The best time to acquire commercial real assets is “when things are at the bottom” and “that was six months ago.” That was one conclusion delivered by Spencer Levy, CBRE’s Global Client Strategist and Senior Economic Advisor, at NAIOP Maryland’s annual Capital Stack event.

Speaking one day prior to the presidential election, Levy said that “from an economic perspective, there will not be a tangible difference no matter who wins, because the power wielded by the President is overstated.”

The person with the greatest influence on the economy is Federal Reserve Chairman Jerome Powell, Levy said. Powell, a lawyer, was extremely careful when timing the interest rate reductions recently because he did not want to appear to be influencing the election, Levy said.

Levy speaks in a different city almost every day and, leading up to the election, he always conducted a straw poll with the audience to gauge their prediction of the winner. Recently, the results favored Donald Trump with about 75 percent of the vote, he said. At the NAIOP Maryland event, Trump earned 80 percent of the hands raised.

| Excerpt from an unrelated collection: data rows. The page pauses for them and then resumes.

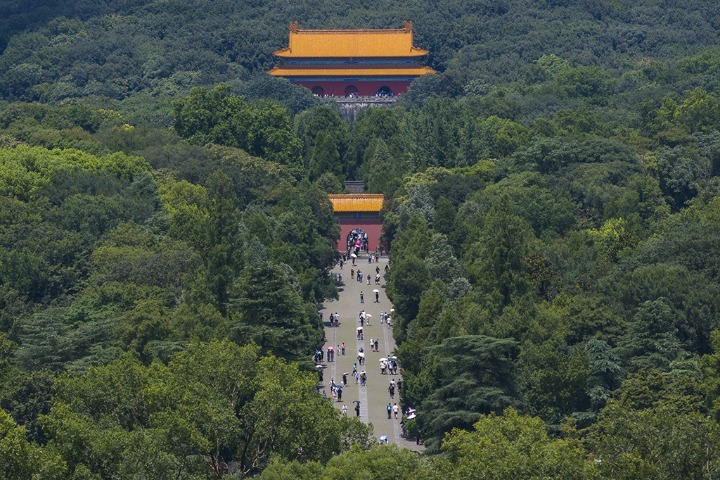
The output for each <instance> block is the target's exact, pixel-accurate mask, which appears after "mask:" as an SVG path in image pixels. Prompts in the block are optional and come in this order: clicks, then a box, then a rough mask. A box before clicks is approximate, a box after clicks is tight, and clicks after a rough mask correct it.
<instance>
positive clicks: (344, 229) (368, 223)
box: [338, 218, 382, 252]
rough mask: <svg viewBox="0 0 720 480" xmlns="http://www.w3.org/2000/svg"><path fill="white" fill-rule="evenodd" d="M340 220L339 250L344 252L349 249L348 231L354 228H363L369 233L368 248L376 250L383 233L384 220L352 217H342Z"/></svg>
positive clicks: (365, 231) (338, 248)
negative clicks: (339, 240)
mask: <svg viewBox="0 0 720 480" xmlns="http://www.w3.org/2000/svg"><path fill="white" fill-rule="evenodd" d="M338 222H340V242H339V243H338V251H339V252H344V251H346V249H347V245H346V243H345V242H346V241H347V236H348V233H350V232H351V231H352V230H353V229H354V228H362V229H363V230H365V233H367V235H368V249H369V250H370V251H371V252H374V251H375V249H376V248H377V246H378V245H379V241H380V235H382V221H381V220H380V219H367V218H361V219H358V220H356V219H352V218H341V219H339V220H338Z"/></svg>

Levy’s other observations and comments included:

  • Nearly two-thirds of the global economy is related to consumption and, with the older demographic purchasing less items, we could see an overall reduction in product sales.
  • Foreign investors have become less active in the purchase of commercial real estate assets in the United States.
  • Overall investment sales have decreased due to the high cost of debt, the lack of available capital sources, global geopolitical issues, and sticky inflation.
  • CBRE forecasts short-term interest rates to continue to fall from its current 4.69 percent level. Projections are 3.13 percent next year, 2.67 percent in 2026, and 2.44 percent in 2027.
  • Real gross domestic product is projected to increase 2.6 percent this year, 1.7 percent next year, 1.8 percent in 2026, and 2 percent in 2027.
  • According to national political consultant Frank Lunz, commercial real estate companies should change the way they refer to themselves to soften their image and win more battles with local government officials and consumers. He suggests CRE companies should call themselves “builders” instead of “developers.”
  • Spurred by the decrease in interest rates this year, investment sales are expected to significantly increase in 2025. The breakdown of buyer categories includes private – 62.8 percent; institutional – 18.9 percent; REITS – 6.8 percent; cross border – 6 percent; and other – 5 percent.
  • Several major cities are reeling when it comes to office vacancies, particularly San Francisco, which has a 37 percent vacancy rate.
  • The No. 1 amenity commercial office building landlords can offer to attract tenants or encourage people to return to the office is other people. This is significantly more effective than installing pickleball courts or golf simulators, or offering free lunches.
  • Commercial real estate is a labor and demographic business. It is a derivative of where people are and where they want to be.
  • Locally, more than 7.3 million square feet of industrial space was leased in the greater Baltimore metropolitan region in the first three quarters of 2024, compared to 8.9 million square feet during the same time last year.